6/12FOMCの重要な判断資料となる経済指標です。その「事前考察」をしてまいります。



❏ 背景と予想

発表21:30

6/12FOMCをひかえたこの時期に発表されるため、いつも以上に注目されるでしょう。6/12FOMCでは利下げはありませんが、「FRB経済予測」や「金利ドットプロット」が発表されます。
これらは、将来のアメリカ金融政策の基礎資料となります。その資料に影響をあたえ得るでしょう。

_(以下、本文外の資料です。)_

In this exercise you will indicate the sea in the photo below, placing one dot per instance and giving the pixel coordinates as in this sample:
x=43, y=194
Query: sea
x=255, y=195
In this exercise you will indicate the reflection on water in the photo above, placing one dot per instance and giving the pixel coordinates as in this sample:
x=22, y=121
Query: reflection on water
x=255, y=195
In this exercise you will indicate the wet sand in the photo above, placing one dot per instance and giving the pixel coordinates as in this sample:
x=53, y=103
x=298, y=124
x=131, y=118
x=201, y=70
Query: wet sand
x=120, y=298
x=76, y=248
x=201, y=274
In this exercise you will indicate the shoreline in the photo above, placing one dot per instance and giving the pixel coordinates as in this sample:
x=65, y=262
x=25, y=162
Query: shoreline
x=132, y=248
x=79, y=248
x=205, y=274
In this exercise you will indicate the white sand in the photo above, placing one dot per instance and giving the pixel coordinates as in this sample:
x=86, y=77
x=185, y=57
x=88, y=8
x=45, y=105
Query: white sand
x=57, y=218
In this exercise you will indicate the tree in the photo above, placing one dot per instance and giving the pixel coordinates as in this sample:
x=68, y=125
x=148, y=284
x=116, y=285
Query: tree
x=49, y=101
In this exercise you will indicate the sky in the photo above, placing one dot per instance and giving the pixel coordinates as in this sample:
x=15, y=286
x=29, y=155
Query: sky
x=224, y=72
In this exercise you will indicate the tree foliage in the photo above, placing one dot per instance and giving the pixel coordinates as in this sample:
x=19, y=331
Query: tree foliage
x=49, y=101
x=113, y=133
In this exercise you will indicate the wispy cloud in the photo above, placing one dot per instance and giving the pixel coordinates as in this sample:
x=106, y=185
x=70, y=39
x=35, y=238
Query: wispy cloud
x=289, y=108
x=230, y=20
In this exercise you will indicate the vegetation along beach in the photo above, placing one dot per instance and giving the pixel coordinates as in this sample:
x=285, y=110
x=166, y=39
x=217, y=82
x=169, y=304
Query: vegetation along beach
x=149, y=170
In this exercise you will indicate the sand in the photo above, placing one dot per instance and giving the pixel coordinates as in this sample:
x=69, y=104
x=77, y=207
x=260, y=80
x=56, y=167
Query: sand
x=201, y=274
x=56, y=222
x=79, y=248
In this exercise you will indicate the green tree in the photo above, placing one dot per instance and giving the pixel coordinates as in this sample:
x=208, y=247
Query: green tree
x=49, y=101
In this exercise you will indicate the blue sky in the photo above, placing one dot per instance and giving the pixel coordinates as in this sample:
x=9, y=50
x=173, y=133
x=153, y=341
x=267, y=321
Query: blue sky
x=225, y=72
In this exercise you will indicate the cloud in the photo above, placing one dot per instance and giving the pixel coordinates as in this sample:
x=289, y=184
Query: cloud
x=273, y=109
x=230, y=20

現在、FRBは「まだインフレ率が高過ぎるため、利下げは当面先になる」というスタンスです。PCEデフレータ発表によって、このスタンスがどう変化するかによって、今後のドル相場は決定されていくでしょう。

気をつけるべき点が1つあります。
それはアメリカのインフレ率は必ず下落するという点で、それは突然やってくるでしょう。データ発表のとき、この点には備えて確認することが重要です。


❏ PCEデフレータとは?

経済指標については、上記記事を参照なさってください。
単に「PCEデフレータ」と照会していますが、実は消費統計とも呼べる指標の複合体で「個人所得」「個人消費支出(PCE)」など重要データも発表されます。地味ですが、ファンダメンタル分析における重要度は高いです。


❏ ファンダメンタル分析

▶CME金利予測

金利先物の取引をベースにFOMC政策金利を予測したデータ

金利予測は、1か月前とあまり変わっていません。5月上旬に弱いアメリカ指標が多かったことで、利下げの雰囲気がでていましたが、それらはFRB要人によって打ち消され「ターミナルレートの長期化」が再度織り込まれています。
僅かですが、利上げ予測が復活したのも特徴と言えるでしょう。6/12に関して言えば、利下げ確率より利上げ確率の方が高いことになります。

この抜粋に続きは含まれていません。